Words by: Donna Borges
Photos by: Pedro Carrera
On one of the first sunny weekends in May, a seaside parking lot in Redondo beach was transformed into a musical oasis for the annual Beachlife Festival. The 3-day weekend lineup featured an eclectic mix of 90s legends and rising modern rock stars. Dedicated to celebrating California’s thriving “beachlife” culture, the festival supports a variety of charities and strives to be as eco-conscious as possible.

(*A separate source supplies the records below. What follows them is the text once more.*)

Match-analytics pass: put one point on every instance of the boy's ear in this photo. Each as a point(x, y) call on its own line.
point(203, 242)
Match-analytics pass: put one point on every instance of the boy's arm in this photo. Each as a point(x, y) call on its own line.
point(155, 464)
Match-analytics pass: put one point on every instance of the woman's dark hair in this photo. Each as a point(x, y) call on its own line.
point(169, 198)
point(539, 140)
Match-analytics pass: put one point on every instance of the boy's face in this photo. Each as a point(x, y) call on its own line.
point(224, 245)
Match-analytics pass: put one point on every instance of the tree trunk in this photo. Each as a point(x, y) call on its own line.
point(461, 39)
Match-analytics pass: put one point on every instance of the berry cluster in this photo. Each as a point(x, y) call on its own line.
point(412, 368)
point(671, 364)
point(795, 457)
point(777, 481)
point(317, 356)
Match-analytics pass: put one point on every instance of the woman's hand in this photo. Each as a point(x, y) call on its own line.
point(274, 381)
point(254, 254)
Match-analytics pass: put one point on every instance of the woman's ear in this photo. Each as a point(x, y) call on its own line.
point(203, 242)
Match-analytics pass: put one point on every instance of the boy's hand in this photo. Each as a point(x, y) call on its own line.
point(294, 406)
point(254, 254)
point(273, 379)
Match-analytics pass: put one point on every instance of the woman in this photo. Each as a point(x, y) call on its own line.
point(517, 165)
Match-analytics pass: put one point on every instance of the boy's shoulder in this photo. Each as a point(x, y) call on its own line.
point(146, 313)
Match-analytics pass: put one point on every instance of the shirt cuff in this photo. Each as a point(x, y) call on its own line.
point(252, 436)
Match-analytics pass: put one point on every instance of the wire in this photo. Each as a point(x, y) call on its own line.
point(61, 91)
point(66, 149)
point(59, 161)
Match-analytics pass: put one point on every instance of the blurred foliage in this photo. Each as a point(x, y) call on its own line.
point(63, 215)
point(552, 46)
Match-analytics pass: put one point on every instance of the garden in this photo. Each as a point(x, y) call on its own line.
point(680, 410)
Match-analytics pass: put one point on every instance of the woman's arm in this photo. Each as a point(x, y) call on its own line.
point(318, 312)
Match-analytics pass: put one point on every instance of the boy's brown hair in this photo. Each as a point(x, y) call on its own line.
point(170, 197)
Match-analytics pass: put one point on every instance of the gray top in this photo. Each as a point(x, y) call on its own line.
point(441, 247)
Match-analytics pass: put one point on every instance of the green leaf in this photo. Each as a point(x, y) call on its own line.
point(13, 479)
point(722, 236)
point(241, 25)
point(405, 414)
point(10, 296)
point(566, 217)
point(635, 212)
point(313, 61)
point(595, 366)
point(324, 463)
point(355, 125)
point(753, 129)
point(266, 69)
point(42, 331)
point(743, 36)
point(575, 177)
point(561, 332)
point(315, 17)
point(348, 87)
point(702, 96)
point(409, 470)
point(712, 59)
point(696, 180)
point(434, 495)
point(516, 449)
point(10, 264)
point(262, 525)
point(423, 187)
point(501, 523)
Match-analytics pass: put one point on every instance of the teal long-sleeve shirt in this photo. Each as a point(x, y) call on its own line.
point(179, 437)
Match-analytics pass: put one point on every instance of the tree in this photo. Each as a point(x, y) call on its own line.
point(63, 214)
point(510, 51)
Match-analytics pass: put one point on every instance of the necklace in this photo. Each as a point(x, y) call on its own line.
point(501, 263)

Upon entering the festival grounds, you could hear music emanating from all sides of the event space. There were plenty of places to eat and drink and the place was filled with people of all ages enjoying their time in the sun listening to live music.
On Friday, the Hightide main stage was graced by Black Pumas just in time for sunset. The festival-goers seemed relieved that the sun was finally going down after a long, hot day – and Black Pumas’ soulful sound definitely encapsulated that relaxed feeling. I was especially impressed by their female back-up singer Lauren Cervantes, who really stole the show during “Know You Better.” Frontman Eric Burton maintained an effortlessly cool stage presence throughout the set and got the audience involved by jumping into the crowd during one song and asking them to raise their fists during another.
A classic beach-y band, 311 took on the Lowtide stage as the sun had finally set over the ocean. The Lowtide stage was exceptionally unique as it was actually on the beach, with the crowd standing in sand. 311 definitely fit the Beachlife vibe as everyone was winding down for the night until the crowd erupted for their hit song “Amber.”
To close out Friday night, 90s garage rock pioneers Weezer rocked the main stage – with their iconic “W” logo backing them in lights. Their setlist was filled to the brim with hit after hit, playing songs from their 1994 debut self-titled Blue album to their current radio single “A Little Bit of Love.” The crowd seemed to have an even mix of casual fans and diehards wearing Weezer merch. The longevity of Weezer’s career was evident in the crowd, with older parents and their children both singing along and equally excited to hear their favorite songs.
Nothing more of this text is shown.